I guess, I am one of the more fortunate ones, when it comes to reloading components. I was a prairie dog shooter for several years; my brother-in-law and I shot 10 days every year. We would go out in early late spring for a five-day shoot and late summer we would go on another five- day outing.  During these years when-ever I would acquire a little extra pocket money, I would spend it, on reloading components. I always managed to keep a cushion of components and not get caught short when it was reloading time.

Going from an active varmint hunter to no varmint hunting left me with lots of components on hand. My house has central heat and air and I store all of my components in the house and not in the shop, which means they keep very well. Also, when I have seen certain government changes coming over the years, I would try to get ready for the worse.
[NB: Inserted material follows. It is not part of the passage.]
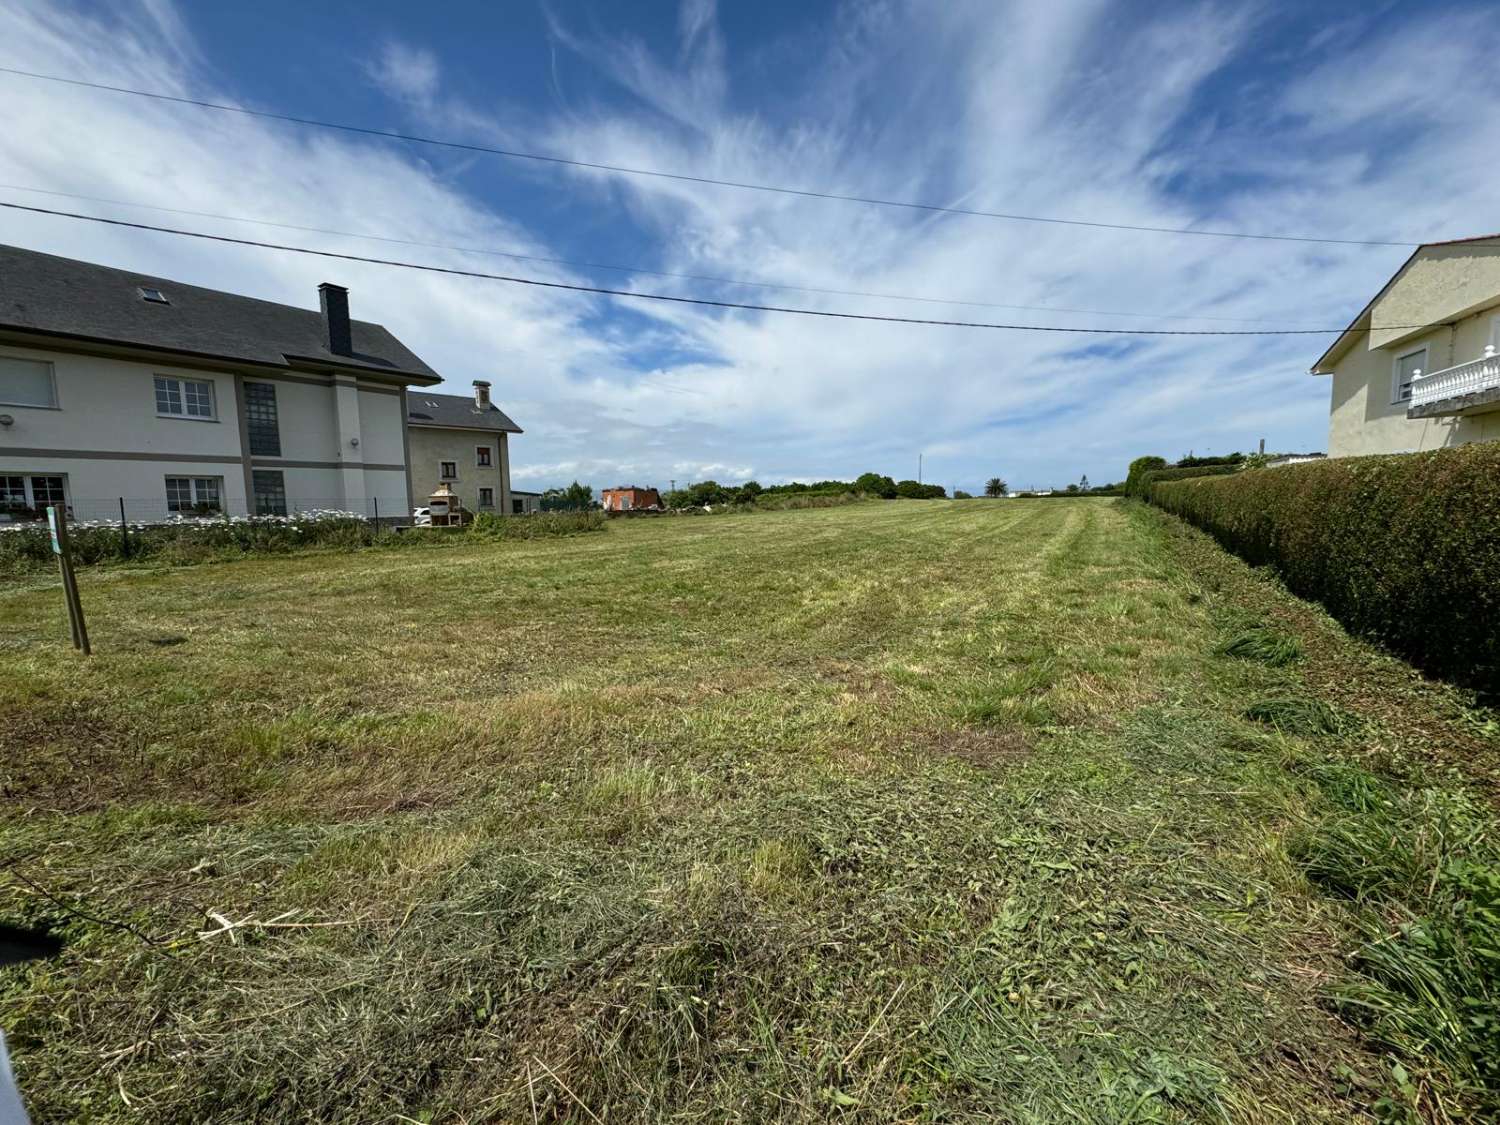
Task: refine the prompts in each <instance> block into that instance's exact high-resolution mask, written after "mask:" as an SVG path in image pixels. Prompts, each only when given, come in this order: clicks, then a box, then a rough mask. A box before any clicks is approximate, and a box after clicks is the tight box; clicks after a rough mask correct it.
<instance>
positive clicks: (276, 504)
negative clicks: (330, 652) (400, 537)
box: [0, 495, 413, 526]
That is why I bought my first rifle bullet molds, during a certain government regime, I bought bullet molds for every rifle that I owned. I didn't use them for years, until I got the cast bullet fever.

I had a contractor install a new heat and air system about one and a half years ago, and evidently his helper was a thief, I'm sure he is the one who stole 5,000 large Winchester primers and about $250.00 in rolled coins. I had just inventoried my primers a few days before their work began, and I knew exactly how many primers that I had. I still have enough components to last me the rest of my lifetime unless I set a record for the oldest living man. I also hope to be able to leave some to my two sons.